Badia presents several reasons to justify his failure to provide the requisite notice. First, Badia argues that the government was aware that he intended to assert a CIA defense. Otherwise, he contends, it would not have sought to preclude him from examining witnesses on matters not noticed pursuant to CIPA. Badia also maintains that his response to the government's notice provided additional notice of his intention to assert this defense.
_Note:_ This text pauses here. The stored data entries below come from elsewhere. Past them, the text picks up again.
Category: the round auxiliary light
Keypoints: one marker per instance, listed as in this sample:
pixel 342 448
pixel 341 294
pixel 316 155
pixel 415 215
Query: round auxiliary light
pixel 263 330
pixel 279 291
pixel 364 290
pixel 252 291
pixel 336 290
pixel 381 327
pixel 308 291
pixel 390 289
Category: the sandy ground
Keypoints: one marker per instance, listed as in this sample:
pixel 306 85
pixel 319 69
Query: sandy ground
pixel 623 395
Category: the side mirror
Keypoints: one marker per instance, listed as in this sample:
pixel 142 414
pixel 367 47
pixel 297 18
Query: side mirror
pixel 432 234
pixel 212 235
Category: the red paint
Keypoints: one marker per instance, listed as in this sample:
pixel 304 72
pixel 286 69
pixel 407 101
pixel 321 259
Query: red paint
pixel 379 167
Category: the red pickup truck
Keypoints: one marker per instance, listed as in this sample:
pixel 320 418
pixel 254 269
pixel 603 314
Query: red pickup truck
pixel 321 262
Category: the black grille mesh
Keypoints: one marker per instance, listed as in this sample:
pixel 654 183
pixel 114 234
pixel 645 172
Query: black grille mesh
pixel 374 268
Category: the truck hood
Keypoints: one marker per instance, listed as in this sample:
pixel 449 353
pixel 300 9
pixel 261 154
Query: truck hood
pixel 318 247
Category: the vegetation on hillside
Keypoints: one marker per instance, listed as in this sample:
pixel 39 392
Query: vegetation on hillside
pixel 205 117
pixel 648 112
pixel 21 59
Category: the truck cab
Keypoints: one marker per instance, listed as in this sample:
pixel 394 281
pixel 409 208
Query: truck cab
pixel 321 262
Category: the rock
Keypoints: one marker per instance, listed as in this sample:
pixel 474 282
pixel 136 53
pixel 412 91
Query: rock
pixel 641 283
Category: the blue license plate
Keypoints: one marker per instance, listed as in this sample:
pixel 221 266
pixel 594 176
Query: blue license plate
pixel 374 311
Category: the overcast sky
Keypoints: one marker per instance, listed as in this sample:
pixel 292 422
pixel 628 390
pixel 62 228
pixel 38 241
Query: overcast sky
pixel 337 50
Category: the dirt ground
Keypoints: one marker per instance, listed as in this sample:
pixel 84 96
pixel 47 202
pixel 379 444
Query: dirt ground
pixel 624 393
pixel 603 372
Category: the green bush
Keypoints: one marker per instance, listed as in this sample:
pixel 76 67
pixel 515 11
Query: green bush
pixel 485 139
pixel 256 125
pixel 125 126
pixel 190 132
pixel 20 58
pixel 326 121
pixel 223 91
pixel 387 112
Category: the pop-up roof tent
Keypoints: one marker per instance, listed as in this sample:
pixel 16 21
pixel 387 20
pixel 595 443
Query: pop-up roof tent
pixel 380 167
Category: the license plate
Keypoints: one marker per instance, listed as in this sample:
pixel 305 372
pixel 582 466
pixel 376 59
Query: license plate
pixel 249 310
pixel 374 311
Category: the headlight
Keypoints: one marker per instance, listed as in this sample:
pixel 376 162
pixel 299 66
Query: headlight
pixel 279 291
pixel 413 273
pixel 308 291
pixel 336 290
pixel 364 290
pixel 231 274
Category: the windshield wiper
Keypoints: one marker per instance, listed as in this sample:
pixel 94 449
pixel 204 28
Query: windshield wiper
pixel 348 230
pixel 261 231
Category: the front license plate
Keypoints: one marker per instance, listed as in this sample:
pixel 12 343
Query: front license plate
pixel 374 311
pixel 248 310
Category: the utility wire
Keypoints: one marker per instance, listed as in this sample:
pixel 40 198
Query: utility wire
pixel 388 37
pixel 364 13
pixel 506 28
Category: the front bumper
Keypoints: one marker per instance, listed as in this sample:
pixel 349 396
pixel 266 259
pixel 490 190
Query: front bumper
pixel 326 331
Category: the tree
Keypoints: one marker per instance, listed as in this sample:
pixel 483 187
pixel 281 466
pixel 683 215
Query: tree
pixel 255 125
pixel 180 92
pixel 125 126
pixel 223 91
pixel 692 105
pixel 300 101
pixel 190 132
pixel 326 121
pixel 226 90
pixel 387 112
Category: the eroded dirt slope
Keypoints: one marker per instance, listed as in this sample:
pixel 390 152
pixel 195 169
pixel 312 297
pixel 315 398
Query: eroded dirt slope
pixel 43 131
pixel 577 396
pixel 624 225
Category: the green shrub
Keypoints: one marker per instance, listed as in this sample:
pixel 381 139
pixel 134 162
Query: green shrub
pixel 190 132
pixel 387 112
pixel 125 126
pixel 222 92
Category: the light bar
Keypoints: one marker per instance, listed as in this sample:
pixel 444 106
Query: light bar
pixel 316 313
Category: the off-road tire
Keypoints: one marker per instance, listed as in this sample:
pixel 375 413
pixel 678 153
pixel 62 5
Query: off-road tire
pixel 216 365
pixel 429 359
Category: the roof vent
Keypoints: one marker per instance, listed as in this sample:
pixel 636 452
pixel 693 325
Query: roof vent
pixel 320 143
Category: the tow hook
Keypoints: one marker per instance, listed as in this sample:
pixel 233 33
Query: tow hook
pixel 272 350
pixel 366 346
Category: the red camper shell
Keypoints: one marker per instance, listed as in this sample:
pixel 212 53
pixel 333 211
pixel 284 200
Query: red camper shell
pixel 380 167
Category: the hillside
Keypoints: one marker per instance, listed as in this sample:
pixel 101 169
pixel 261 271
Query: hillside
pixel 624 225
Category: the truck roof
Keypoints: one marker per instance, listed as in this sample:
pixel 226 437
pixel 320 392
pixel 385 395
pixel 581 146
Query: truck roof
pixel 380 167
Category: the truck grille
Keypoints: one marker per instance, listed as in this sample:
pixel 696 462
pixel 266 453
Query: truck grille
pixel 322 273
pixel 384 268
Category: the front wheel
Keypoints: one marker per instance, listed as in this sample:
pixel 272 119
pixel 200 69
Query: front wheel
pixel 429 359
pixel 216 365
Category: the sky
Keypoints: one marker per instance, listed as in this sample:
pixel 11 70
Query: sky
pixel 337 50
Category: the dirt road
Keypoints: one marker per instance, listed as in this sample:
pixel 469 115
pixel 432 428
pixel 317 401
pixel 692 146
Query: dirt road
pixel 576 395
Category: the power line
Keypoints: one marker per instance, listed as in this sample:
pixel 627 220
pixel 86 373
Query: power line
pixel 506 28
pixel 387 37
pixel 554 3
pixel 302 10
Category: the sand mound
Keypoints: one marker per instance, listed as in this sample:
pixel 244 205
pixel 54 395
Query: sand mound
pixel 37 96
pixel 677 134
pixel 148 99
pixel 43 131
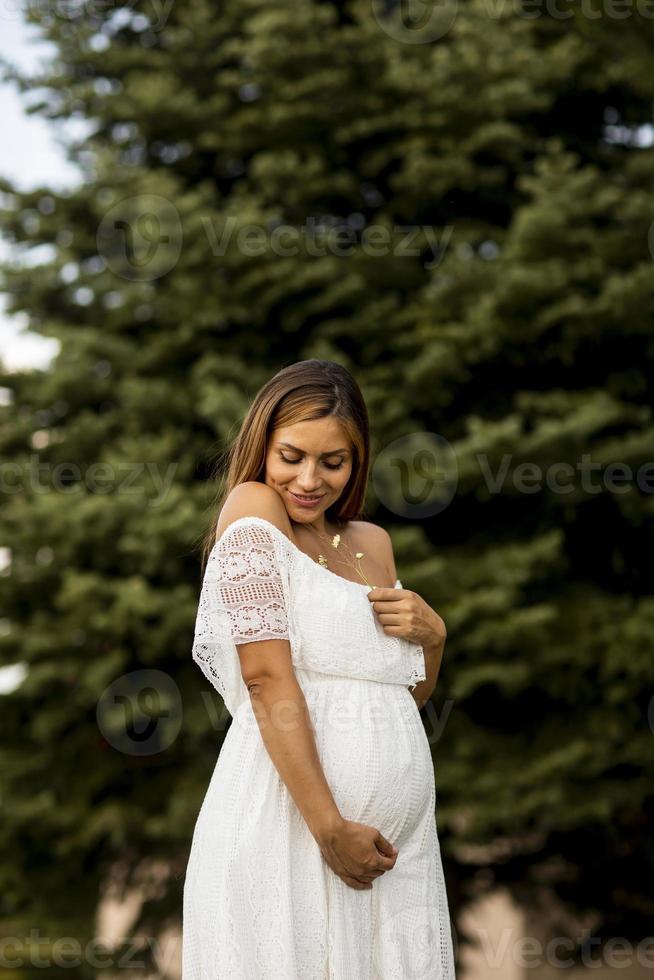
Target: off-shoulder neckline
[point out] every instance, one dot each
(291, 544)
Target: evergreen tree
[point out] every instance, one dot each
(504, 302)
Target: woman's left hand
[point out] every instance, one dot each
(405, 614)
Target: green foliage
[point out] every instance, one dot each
(516, 321)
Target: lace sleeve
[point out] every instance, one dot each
(245, 597)
(250, 585)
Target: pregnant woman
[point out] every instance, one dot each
(315, 855)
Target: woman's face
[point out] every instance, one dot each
(310, 459)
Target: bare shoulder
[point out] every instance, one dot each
(376, 539)
(253, 499)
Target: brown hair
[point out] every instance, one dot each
(311, 389)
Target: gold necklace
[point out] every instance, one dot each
(335, 543)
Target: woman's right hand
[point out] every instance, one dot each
(357, 852)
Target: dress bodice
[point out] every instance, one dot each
(259, 585)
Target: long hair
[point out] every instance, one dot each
(305, 390)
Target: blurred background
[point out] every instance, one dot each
(456, 201)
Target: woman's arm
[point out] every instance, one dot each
(282, 714)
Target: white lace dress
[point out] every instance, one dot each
(260, 901)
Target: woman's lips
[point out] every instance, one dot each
(306, 502)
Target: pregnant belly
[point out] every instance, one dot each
(374, 752)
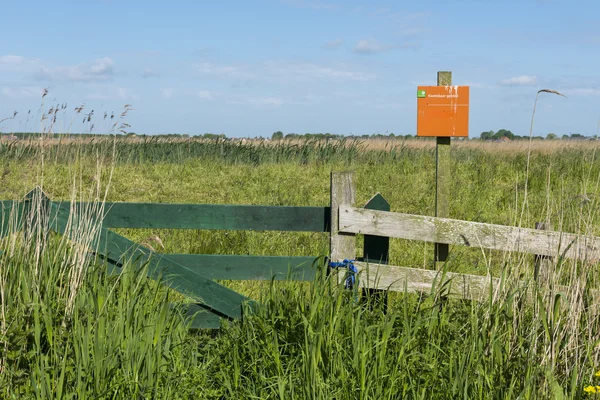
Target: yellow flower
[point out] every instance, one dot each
(592, 389)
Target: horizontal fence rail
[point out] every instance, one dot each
(210, 216)
(465, 233)
(234, 267)
(466, 286)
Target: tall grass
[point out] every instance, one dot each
(68, 329)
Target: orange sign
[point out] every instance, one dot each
(443, 111)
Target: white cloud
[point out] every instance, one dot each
(97, 70)
(312, 4)
(365, 46)
(205, 94)
(581, 92)
(12, 60)
(167, 93)
(222, 70)
(150, 73)
(333, 44)
(523, 80)
(257, 102)
(280, 72)
(22, 91)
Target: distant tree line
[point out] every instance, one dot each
(279, 135)
(501, 135)
(504, 134)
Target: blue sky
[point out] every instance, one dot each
(249, 68)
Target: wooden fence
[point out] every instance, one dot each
(193, 274)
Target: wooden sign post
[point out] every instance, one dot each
(443, 113)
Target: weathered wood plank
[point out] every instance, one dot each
(343, 192)
(543, 264)
(172, 274)
(233, 267)
(376, 250)
(213, 217)
(475, 234)
(414, 280)
(443, 178)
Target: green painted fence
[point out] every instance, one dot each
(193, 275)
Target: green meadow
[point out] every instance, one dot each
(69, 330)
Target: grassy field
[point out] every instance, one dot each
(70, 331)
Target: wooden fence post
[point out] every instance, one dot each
(377, 251)
(543, 264)
(442, 178)
(343, 191)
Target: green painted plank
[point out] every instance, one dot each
(202, 318)
(233, 267)
(174, 275)
(11, 218)
(214, 217)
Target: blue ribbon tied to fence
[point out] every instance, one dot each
(351, 275)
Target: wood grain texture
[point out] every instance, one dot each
(212, 216)
(465, 286)
(343, 192)
(473, 234)
(443, 178)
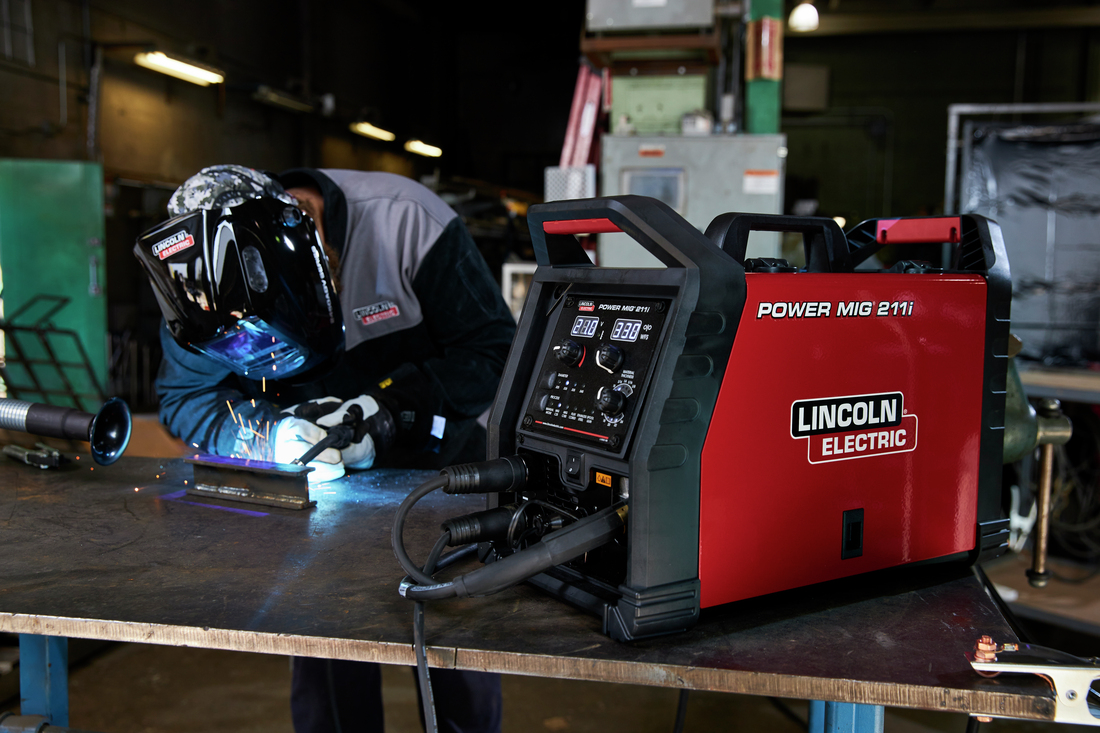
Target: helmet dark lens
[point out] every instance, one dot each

We reject this claim outright because it ignores the purpose behind enactment of CIPA, and its specific guidelines and sanctions. As discussed above, the objective of CIPA is to provide the government with both notice of the defendant's intent to introduce sensitive information at trial, and a particularized description of the classified information prior to trial. The government's belief that a defendant may assert a defense involving classified material cannot substitute for the formal notice mandated by Sec. 5(a). The thirty-day time frame is intended to give the government the opportunity to ascertain the potential harm to national security, and to consider various means of minimizing the cost of disclosure. Any form of notice provided less than thirty days prior to trial clearly does not permit the government to accomplish this objective.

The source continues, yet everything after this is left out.